MTB > plot c3 c2 1.0+ * C3 * * 2 * 0.0+ * * * 1.0+ * 2.0+ +++++ Fertlzr 2.40 3.20 4.00 4.80 5.60 Problems: 3.1. Prediction intervals. (a) Verify the computation of the 95% prediction interval shown in the Minitab printout of this section. (Find the variance of the predicted value, etc.) Also find the 99% prediction interval. (b) Compute the 95% prediction interval for the Yield corresponding to a Fertilizer level of 5.5. [Do this in the same way you verified the result in Part (a).] Why is this interval longer than the 95% interval in Part (a)?
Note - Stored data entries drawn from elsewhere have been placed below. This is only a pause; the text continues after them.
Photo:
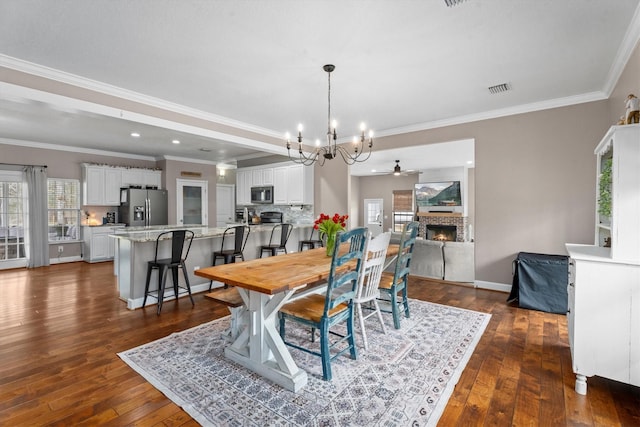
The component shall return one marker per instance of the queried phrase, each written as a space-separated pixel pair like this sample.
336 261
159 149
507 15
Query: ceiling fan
397 171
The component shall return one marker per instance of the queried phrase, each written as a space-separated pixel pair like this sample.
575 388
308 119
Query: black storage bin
540 282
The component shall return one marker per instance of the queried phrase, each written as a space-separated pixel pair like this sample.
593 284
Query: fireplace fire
442 232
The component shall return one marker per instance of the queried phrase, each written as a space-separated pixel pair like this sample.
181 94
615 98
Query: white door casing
373 215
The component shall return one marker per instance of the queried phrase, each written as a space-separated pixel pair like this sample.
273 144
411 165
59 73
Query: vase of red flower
329 227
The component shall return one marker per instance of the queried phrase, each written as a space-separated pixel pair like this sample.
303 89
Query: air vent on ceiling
450 3
502 87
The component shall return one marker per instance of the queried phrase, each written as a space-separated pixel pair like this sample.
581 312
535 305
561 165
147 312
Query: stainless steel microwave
262 195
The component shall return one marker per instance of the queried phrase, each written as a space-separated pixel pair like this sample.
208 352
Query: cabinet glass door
192 202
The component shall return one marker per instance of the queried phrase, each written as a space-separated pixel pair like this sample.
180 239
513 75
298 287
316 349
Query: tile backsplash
297 214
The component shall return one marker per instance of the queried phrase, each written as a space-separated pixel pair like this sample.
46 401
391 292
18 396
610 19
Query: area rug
404 379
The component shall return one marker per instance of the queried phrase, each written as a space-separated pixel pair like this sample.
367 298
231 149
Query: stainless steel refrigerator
142 207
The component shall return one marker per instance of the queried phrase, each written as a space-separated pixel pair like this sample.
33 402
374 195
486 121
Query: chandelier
332 149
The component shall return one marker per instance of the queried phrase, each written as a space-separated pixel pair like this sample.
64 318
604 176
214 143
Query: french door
13 205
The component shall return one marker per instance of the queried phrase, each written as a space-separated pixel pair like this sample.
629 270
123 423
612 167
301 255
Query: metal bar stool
273 248
240 236
180 245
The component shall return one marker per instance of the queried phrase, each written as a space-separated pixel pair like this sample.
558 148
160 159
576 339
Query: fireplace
449 226
441 232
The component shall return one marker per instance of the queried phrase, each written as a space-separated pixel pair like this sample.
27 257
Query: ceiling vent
450 3
502 87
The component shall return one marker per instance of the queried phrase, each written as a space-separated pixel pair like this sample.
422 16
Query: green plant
604 188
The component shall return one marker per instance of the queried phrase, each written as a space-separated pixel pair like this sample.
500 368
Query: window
64 209
12 218
403 209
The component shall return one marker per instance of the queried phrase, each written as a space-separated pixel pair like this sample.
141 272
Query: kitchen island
135 247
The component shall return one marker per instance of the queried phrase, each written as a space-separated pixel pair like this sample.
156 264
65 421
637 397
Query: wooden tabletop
276 274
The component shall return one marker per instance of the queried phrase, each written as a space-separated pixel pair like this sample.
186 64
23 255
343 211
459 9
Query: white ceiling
401 65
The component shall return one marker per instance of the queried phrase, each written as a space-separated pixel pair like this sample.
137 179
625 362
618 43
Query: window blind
403 201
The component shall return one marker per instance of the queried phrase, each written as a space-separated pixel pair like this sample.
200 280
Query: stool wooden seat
310 243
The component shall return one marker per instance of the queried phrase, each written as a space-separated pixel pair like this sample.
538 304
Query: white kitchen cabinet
603 317
292 184
131 177
300 185
261 177
280 185
604 287
267 176
93 185
112 183
621 147
151 178
243 187
97 245
101 183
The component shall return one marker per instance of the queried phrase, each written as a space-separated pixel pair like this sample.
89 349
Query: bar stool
311 243
240 234
180 245
273 248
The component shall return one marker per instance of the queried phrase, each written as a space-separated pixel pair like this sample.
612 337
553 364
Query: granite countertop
150 233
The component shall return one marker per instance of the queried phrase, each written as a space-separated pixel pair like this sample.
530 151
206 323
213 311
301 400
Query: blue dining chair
335 307
393 286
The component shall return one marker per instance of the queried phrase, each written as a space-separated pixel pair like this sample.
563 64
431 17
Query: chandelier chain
331 150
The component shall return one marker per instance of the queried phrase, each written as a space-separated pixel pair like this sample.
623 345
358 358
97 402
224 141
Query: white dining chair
368 293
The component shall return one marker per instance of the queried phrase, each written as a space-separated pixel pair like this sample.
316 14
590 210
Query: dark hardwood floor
61 327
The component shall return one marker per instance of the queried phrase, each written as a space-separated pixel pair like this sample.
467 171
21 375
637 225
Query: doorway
373 215
192 201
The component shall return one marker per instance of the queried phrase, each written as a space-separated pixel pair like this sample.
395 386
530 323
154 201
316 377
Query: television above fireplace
441 194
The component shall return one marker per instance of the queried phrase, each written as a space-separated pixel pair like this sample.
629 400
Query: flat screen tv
443 193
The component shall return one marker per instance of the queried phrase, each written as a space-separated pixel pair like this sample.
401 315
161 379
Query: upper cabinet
618 193
292 184
243 186
101 183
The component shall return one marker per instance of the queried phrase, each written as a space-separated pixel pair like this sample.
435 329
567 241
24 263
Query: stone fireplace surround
443 218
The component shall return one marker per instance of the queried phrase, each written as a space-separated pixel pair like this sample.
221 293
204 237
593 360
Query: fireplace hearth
447 226
445 233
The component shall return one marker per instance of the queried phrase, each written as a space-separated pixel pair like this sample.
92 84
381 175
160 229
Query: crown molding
57 147
494 114
107 89
187 160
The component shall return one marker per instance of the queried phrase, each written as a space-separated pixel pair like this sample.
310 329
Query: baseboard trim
492 286
62 260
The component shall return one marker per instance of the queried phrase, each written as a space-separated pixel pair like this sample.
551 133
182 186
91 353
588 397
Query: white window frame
70 231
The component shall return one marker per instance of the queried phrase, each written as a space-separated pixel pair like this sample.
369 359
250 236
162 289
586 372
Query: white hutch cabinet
604 287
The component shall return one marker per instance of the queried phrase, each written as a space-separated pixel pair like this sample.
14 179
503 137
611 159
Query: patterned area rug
405 378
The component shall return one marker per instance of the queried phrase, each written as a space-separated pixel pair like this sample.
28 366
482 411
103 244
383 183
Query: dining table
265 285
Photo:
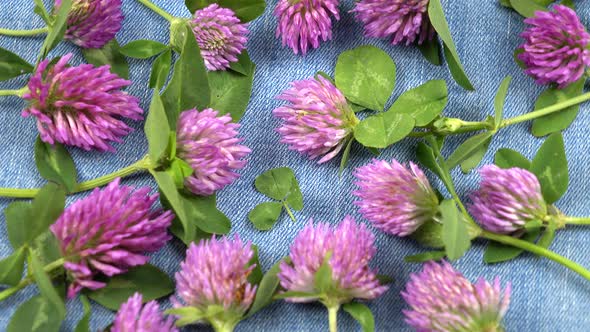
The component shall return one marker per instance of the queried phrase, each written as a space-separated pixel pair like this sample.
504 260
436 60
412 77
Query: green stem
577 220
535 249
141 165
547 110
333 317
157 10
449 181
220 326
23 33
18 92
29 280
289 211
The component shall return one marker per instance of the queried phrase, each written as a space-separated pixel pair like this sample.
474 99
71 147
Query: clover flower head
403 21
208 142
80 106
93 23
441 299
556 47
109 232
133 316
349 247
305 23
220 35
396 199
318 122
507 199
215 273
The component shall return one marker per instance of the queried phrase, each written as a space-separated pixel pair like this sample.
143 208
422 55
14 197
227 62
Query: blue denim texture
546 296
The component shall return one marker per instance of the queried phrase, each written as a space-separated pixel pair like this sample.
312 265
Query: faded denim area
546 296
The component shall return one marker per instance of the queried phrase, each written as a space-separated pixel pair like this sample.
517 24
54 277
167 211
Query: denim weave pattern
546 296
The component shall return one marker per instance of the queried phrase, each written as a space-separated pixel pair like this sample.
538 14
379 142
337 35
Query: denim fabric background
546 296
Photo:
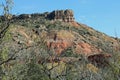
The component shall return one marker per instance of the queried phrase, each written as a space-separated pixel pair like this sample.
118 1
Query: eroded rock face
62 15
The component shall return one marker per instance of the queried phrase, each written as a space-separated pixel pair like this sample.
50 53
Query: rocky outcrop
62 15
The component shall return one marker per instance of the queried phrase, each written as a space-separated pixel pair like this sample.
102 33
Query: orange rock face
86 49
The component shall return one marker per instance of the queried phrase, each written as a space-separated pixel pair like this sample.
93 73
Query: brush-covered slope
40 38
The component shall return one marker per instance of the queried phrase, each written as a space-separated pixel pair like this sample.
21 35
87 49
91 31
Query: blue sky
102 15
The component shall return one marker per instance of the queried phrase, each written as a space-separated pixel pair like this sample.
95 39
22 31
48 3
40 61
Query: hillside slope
53 40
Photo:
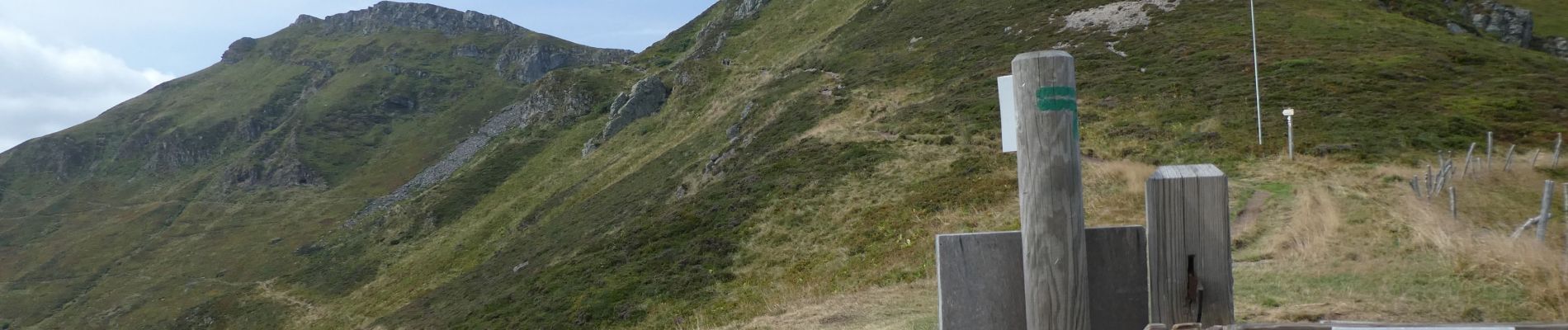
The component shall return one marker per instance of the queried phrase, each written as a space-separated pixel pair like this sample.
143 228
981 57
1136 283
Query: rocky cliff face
526 59
1509 24
645 99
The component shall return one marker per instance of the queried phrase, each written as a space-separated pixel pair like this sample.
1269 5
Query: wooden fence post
1051 191
1454 207
1557 152
1547 211
1509 158
1468 157
1189 246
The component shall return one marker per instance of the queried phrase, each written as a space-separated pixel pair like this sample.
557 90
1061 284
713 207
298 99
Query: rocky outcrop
749 8
549 104
527 59
524 59
1509 24
645 99
392 15
239 49
1554 45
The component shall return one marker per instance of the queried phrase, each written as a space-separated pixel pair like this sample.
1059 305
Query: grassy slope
162 251
838 195
827 196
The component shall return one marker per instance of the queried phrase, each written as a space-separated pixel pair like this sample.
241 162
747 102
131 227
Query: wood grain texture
1117 277
1051 191
980 280
1189 246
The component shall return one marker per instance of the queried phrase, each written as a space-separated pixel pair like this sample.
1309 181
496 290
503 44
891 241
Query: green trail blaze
1051 99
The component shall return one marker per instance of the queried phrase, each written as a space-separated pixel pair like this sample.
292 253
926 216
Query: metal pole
1051 191
1258 90
1289 129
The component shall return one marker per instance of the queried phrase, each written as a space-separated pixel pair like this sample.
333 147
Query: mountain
409 166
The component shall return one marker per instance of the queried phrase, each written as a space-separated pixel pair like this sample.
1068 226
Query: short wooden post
1468 155
1557 152
1454 209
1509 158
1189 246
980 279
1489 150
1547 211
1429 180
1051 191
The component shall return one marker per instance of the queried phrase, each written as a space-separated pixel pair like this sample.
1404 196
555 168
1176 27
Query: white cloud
52 87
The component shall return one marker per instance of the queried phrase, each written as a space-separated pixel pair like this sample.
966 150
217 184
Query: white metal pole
1258 90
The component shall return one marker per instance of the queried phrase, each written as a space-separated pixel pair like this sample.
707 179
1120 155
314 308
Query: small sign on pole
1289 129
1004 91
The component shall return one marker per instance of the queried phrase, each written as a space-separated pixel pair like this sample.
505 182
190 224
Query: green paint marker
1051 99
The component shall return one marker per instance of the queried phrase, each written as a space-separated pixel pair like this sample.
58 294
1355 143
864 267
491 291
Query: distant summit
395 15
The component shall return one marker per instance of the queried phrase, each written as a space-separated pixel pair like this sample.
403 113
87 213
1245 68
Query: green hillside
806 155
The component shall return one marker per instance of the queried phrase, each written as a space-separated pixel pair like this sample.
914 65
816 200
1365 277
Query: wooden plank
1189 239
980 280
1051 191
1117 277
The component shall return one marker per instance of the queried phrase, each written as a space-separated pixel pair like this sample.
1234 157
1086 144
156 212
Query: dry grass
1493 255
1315 223
878 309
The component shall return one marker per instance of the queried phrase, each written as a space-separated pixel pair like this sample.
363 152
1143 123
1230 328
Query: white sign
1004 91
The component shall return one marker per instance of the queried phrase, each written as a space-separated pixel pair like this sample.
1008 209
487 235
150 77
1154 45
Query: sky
64 61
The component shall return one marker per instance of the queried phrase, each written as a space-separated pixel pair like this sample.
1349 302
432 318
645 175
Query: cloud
47 87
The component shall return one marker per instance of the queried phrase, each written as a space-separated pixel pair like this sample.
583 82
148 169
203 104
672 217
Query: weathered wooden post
1557 152
1189 246
1489 150
1468 155
1051 191
1509 158
1454 207
1547 211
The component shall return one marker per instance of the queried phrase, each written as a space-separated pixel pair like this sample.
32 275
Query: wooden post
1117 277
980 279
1454 209
1189 246
1489 150
1468 155
1051 191
1557 152
1509 158
1429 182
1547 211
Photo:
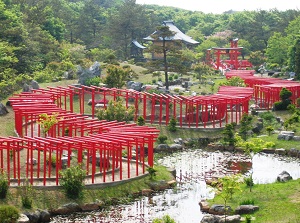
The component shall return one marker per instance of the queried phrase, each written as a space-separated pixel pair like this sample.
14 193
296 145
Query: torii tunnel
267 90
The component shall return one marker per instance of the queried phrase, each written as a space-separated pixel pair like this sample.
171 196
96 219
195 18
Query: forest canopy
40 39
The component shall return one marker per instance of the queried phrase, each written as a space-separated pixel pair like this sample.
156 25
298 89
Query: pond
193 167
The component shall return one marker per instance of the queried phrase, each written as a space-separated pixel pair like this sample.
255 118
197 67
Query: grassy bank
122 193
278 202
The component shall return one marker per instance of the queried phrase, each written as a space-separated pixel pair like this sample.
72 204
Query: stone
162 148
3 109
280 151
23 219
209 218
35 84
66 209
246 209
175 147
44 216
293 152
284 176
230 219
218 209
33 217
204 206
89 207
147 192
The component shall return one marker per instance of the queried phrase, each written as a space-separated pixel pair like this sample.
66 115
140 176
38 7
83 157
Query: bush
26 195
3 184
162 138
72 181
172 125
164 219
8 214
141 121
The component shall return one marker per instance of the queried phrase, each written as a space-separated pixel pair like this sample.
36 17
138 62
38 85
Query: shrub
141 121
72 181
3 184
162 138
247 202
164 219
172 125
26 195
8 214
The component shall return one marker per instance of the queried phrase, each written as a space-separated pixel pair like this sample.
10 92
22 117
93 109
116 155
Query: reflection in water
192 168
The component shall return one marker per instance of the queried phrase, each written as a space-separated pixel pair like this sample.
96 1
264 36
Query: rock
66 209
218 209
204 206
23 219
284 177
35 84
3 109
209 218
147 192
230 219
175 147
246 209
178 141
162 148
280 151
89 207
293 152
159 186
33 217
296 138
44 216
26 88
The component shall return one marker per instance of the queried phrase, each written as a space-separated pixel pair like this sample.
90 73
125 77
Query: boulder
230 219
209 218
246 209
3 109
89 207
175 147
162 148
284 177
44 216
35 84
204 206
33 217
218 209
23 219
66 209
293 152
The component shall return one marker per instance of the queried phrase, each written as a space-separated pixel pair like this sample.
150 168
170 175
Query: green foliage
72 181
141 121
234 81
162 138
270 129
245 125
152 172
95 81
3 184
172 125
116 76
164 219
229 134
285 100
8 214
115 110
47 121
26 192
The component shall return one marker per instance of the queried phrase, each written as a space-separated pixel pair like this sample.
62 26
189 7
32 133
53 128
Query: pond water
192 168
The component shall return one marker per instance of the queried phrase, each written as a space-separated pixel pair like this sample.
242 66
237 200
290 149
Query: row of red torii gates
266 90
99 145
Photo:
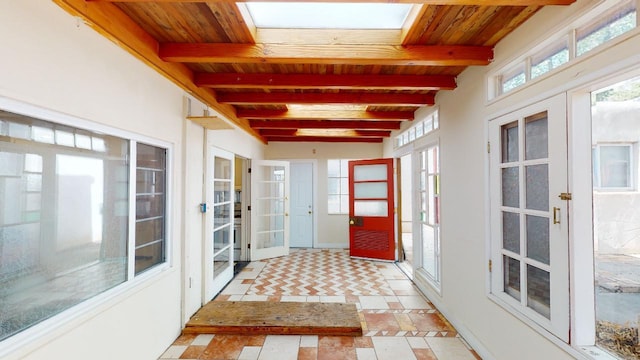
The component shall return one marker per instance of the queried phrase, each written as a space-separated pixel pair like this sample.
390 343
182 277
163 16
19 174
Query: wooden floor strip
275 318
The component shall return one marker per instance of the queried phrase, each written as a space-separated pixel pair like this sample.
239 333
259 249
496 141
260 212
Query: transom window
300 15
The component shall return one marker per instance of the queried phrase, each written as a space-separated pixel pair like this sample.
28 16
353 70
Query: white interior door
529 222
269 209
218 245
302 205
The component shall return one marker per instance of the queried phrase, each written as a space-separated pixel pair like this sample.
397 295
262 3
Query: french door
371 209
269 209
218 251
529 229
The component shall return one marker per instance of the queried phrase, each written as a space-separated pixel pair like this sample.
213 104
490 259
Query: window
619 18
338 186
612 166
65 215
429 211
288 15
422 128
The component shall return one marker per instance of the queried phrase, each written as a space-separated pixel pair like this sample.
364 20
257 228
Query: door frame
212 284
314 195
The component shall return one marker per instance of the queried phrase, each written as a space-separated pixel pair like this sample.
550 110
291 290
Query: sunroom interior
130 128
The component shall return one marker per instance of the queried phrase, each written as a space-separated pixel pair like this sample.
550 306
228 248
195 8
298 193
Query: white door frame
314 199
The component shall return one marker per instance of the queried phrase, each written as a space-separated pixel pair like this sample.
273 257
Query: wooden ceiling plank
427 2
322 139
111 22
394 99
303 114
352 133
324 124
328 81
392 55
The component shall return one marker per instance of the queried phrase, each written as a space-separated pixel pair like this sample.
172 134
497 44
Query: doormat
275 318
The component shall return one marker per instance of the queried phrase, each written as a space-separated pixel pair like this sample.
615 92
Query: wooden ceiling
308 85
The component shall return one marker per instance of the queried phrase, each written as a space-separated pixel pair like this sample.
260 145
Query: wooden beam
111 22
332 81
323 139
381 99
327 132
391 55
324 124
303 114
428 2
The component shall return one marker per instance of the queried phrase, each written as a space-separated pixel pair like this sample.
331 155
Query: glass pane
537 187
510 187
538 238
511 277
149 230
539 291
536 137
221 191
511 231
221 238
370 208
333 168
370 172
510 142
221 215
222 168
333 186
344 204
370 190
429 250
333 204
614 166
149 255
220 263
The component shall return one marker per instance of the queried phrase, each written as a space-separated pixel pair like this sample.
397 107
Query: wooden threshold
275 318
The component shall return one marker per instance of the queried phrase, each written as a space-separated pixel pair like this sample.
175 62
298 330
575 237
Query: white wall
53 62
333 230
489 328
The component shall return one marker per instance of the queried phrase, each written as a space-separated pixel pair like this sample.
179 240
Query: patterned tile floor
398 322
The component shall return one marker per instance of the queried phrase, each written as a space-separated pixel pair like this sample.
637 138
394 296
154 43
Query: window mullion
131 233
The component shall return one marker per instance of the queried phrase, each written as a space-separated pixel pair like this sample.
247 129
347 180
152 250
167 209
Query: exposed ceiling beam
304 114
424 55
256 98
111 22
323 139
332 81
353 133
428 2
324 124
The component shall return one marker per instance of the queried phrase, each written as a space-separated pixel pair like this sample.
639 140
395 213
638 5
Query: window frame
71 317
342 192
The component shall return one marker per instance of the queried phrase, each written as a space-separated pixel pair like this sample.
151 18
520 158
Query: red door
371 215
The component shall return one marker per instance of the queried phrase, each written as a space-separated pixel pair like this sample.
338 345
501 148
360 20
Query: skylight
289 15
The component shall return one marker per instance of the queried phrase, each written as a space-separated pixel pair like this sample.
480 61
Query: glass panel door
529 224
270 209
219 244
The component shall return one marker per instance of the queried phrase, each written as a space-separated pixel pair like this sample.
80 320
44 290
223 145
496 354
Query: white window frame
591 16
49 328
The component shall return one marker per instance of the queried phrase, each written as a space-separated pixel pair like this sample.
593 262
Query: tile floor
398 323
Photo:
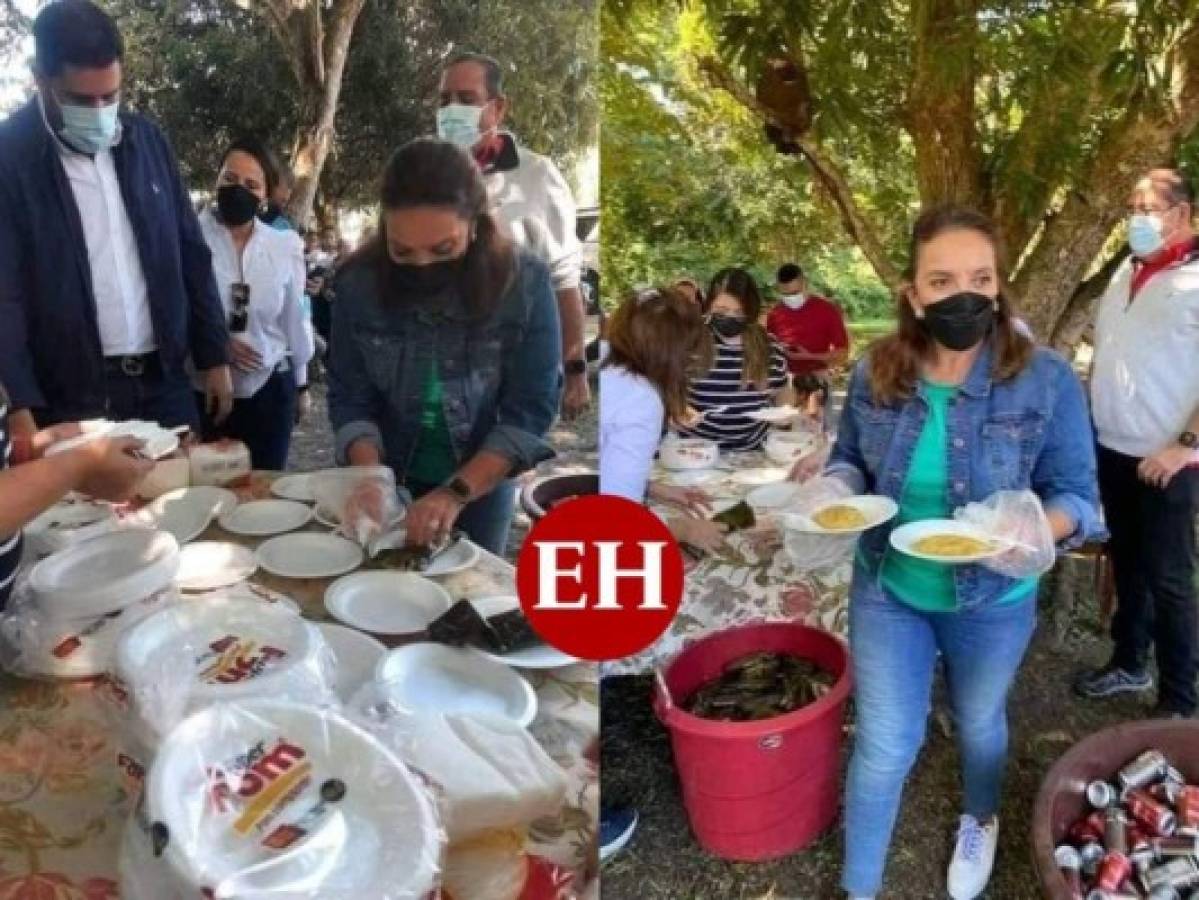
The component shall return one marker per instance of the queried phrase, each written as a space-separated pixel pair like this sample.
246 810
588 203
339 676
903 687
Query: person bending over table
445 355
956 414
260 273
30 483
749 369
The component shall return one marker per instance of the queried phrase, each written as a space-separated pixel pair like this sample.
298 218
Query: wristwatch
458 489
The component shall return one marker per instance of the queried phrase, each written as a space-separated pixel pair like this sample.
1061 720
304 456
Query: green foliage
210 70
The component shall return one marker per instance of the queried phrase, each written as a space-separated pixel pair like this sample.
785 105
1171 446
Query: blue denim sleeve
530 384
354 403
845 460
1065 476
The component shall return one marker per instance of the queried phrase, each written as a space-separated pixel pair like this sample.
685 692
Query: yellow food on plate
951 545
838 518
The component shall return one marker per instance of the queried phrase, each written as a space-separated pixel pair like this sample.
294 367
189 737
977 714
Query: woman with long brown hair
445 357
656 340
748 372
955 415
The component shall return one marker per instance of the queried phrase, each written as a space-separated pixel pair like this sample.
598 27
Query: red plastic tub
757 790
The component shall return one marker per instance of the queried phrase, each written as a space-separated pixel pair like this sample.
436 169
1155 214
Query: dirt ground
664 862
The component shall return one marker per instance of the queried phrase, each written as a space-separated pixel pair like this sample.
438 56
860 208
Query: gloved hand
1016 517
817 551
362 499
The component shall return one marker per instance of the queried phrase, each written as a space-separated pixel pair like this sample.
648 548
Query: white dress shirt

Check your computations using Minitab. (c) Use Minitab to show that the 95% interval for the predicted Yield corresponding to a Fertilizer level of 10 is longer still. Even so, you should not trust it to be "95% accurate" in practice. Why not? (Would you trust the linear to remain valid no matter how much fertilizer is used?) 3.2. Use the menu path STAT > Basic > Normality to do the Anderson Darling test for normality. [Answer: P = 0.155, so do not reject the null hypothesis that the residuals come from a normal population.] 3.3. Use the menu path STAT > Regression > Regression > Fitted line plot, Option: prediction bands to make a plot of the regression line through the data, with bands on either side of the fitted line to show

prediction intervals. Compare the graph with your answers in Problem 3.1 insofar as possible. 3.4. (This problem requires a modification of the Minitab worksheet used for the comments and problems above. Save your worksheet before making modifications.) Suppose that an 11th data point has Fertilizer level 10 and Yield 17. (a) Does Minitab show that this is an influential point? (b) What change does this additional point make in your predicted Yield corresponding to Fertilizer level 4.5? Corresponding to Fertilizer level 10? [Answer: The 95% prediction interval for 4.5 is (12.0, 17.7).]